Des observateurs avertis cherchent en vain à connaitre les dispositions des statuts et du règlement intérieur du MRC qui donnent la compétence au CNMA afin de définir une faute disciplinaire. Pour eux, il n’y a pas de crime parfait. L’absence de définition de la faute disciplinaire qualifiée de trahison dans les statuts et le règlement intérieur de ce parti laisse la porte ouverte à toutes sortes d’abus, toute critique, toutes polémiques internes pouvant être assimilées à une trahison.

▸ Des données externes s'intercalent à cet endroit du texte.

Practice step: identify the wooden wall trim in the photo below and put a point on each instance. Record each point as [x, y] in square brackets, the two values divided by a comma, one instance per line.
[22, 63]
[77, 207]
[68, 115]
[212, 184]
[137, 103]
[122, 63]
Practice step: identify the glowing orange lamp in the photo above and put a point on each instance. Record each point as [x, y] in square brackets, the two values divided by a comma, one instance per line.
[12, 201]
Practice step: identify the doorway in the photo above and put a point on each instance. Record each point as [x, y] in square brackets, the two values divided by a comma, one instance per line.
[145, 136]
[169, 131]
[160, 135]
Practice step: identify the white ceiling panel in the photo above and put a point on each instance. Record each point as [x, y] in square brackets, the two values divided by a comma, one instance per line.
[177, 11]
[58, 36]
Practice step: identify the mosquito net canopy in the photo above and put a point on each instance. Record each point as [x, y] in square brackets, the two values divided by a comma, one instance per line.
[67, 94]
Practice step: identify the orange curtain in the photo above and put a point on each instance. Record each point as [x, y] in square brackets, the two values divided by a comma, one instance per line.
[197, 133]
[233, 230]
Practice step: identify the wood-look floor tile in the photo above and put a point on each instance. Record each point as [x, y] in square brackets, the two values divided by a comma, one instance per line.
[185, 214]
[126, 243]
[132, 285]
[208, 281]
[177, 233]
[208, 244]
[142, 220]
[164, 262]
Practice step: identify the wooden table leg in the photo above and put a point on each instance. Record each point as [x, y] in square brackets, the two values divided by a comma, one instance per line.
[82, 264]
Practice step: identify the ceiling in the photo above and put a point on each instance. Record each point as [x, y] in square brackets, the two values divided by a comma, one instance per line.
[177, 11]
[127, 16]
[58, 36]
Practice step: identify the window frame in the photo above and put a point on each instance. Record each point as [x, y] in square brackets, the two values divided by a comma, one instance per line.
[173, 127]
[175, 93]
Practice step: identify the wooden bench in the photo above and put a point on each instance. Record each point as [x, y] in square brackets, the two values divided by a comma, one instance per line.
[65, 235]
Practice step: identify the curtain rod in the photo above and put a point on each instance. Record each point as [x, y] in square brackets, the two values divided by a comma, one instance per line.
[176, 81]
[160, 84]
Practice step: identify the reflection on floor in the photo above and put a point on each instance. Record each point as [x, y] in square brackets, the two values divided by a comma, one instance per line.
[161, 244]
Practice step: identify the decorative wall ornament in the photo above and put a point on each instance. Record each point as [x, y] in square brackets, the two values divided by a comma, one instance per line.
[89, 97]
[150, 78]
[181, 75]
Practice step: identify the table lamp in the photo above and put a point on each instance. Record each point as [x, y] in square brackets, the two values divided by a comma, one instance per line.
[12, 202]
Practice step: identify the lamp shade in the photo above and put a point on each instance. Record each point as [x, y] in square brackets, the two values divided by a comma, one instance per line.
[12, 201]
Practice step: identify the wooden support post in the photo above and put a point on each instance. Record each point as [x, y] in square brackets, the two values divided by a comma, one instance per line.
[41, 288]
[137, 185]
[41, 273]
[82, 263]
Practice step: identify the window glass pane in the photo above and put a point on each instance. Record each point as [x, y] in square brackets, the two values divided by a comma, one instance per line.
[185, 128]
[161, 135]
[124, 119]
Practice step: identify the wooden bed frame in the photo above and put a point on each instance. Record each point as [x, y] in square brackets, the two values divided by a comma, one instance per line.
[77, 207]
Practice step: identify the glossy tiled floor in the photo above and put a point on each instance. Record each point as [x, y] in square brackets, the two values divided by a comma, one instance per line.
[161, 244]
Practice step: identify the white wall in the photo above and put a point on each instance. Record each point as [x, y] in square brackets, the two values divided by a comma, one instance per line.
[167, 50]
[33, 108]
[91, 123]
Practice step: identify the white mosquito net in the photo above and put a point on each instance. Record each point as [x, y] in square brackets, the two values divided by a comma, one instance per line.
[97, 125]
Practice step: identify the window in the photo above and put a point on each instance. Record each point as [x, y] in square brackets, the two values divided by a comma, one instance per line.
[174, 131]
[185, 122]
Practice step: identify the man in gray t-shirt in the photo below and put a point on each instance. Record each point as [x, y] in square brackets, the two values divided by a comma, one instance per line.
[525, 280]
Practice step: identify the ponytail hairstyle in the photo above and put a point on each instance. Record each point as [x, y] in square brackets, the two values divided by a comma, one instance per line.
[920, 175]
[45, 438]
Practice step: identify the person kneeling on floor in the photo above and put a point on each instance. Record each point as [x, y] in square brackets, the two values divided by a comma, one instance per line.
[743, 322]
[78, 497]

Faut-il le souligner, ce procès tire sa source d’une plainte de Alain Fogue Tedom, membre fondateur du MRC, incarcéré à la prison centrale de Nkondengui, introduite devant le CNMA contre Okala Ebodé qu’il accuse de « trahison » après que celui-ci, dans un échange polémique informel dans un forum Whatsapp du MRC, avait déclaré : « Quand je rejoins le projet MRC en 2011, Maurice Kamto et Alain Focue Tedom sont des agents à la solde des Français ». Il n’en fallait pas plus pour que les « juges » du CNMA, après une instruction uniquement sur pièce (analyse des preuves écrites), non contradictoire, et essentiellement à charge saisissent la balle au bond pour prononcer l’exclusion définitive de ce membre fondateur du MRC, par ailleurs Secrétaire national à la Réforme et à la Modernisation de l’État (Snrme).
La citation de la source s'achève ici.